Saturday, October 1, 2011

An Atlanta medical device developer is getting a dose of new capital from Chattanooga where the research and development company will soon put down new roots.

Atlanta Catheter Therapies Inc. has raised nearly $3 million in new equity, including $2.3 million from a consortium of Chattanooga investors. The cash and equity investment will help the company bring to market a new type of intravascular agent delivery device which could someday replace stents used to open blocked heart arteries.
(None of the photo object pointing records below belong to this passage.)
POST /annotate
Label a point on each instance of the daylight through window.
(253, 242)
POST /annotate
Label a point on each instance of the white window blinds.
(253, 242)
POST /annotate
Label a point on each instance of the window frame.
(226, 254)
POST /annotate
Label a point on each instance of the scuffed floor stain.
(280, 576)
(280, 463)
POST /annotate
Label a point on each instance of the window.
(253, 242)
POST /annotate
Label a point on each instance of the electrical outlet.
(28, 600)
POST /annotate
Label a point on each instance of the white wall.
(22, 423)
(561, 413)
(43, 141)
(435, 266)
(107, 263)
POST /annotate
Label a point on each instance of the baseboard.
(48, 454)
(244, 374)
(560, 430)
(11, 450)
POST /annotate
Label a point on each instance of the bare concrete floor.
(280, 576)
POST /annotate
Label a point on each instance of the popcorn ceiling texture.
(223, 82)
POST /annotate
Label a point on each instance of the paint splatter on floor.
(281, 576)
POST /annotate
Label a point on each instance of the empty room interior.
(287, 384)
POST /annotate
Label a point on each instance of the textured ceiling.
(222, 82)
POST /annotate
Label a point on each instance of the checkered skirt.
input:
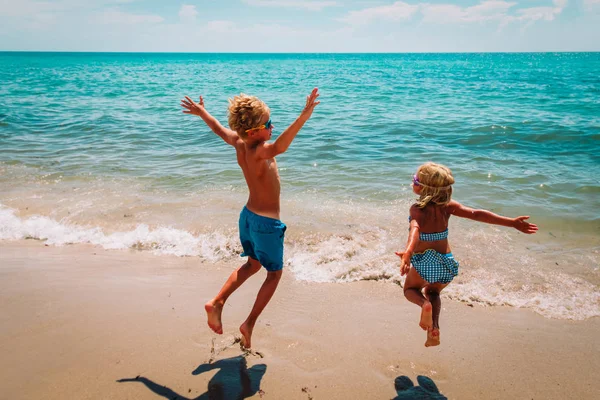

"These a very small catheters that go into your blood system and our agent delivery device is very innovative and we think is really cutting edge technology," ACT President Paul J. Fitzpatrick said.

Fitzpatrick, a 24-year veteran of medical business startups, said Friday the new funding for ACT "will accelerate progress" of the company's first product known as the occlusion perfusion catheter, or OPC. The company also is pursing at least a half dozen other technologies in the pipeline.

In spite of the name of Atlanta Catheter Therapies, the company plans to soon relocate into the former Medium offices at 50 E. Main St. on Chattanooga's Southside.

"Chattanooga has been extraordinarily receptive to our business and working with the investors in Chattanooga and others like Dr. David Adiar (chairman of Glenveigh Medical Co.), we hope we can develop a medical device business cluster in Chattanooga," Fitzpatrick said.

ACT was started in Atlanta by the Medical Device Development Group in 2008 by Dr. Rex Teeslink, an interventional radiologist and Dirk Hoys, a medical device engineer. The early-stage research and development company works to develop new catheter-based technologies that target vascular disease and restenosis.

The company plans to focus on R&D of new catheter inventions and devices and license those patented products to other medical device suppliers to make and sell.

ACT is the first Chattanooga project to receive funding from the Chattanooga Renaissance Fund, a for-profit angel capital fund started and funded by Chattanooga business leaders. The Maclellan Foundation and its affiliates also made an equity investment and InnovateHere will provide a forgiveable loan for ACT if the firm stays and grows in Chattanooga's Southside.

"It's a very innovative device that could change the way you treat restenosis," said David Belitz, chief financial officer for the Lupton Co. and a general partner in the Chattanooga Renaissance Fund.

Although the company will have only a handful of employees, Belitz said ACT could help spur development of more medical device business in Chattanooga.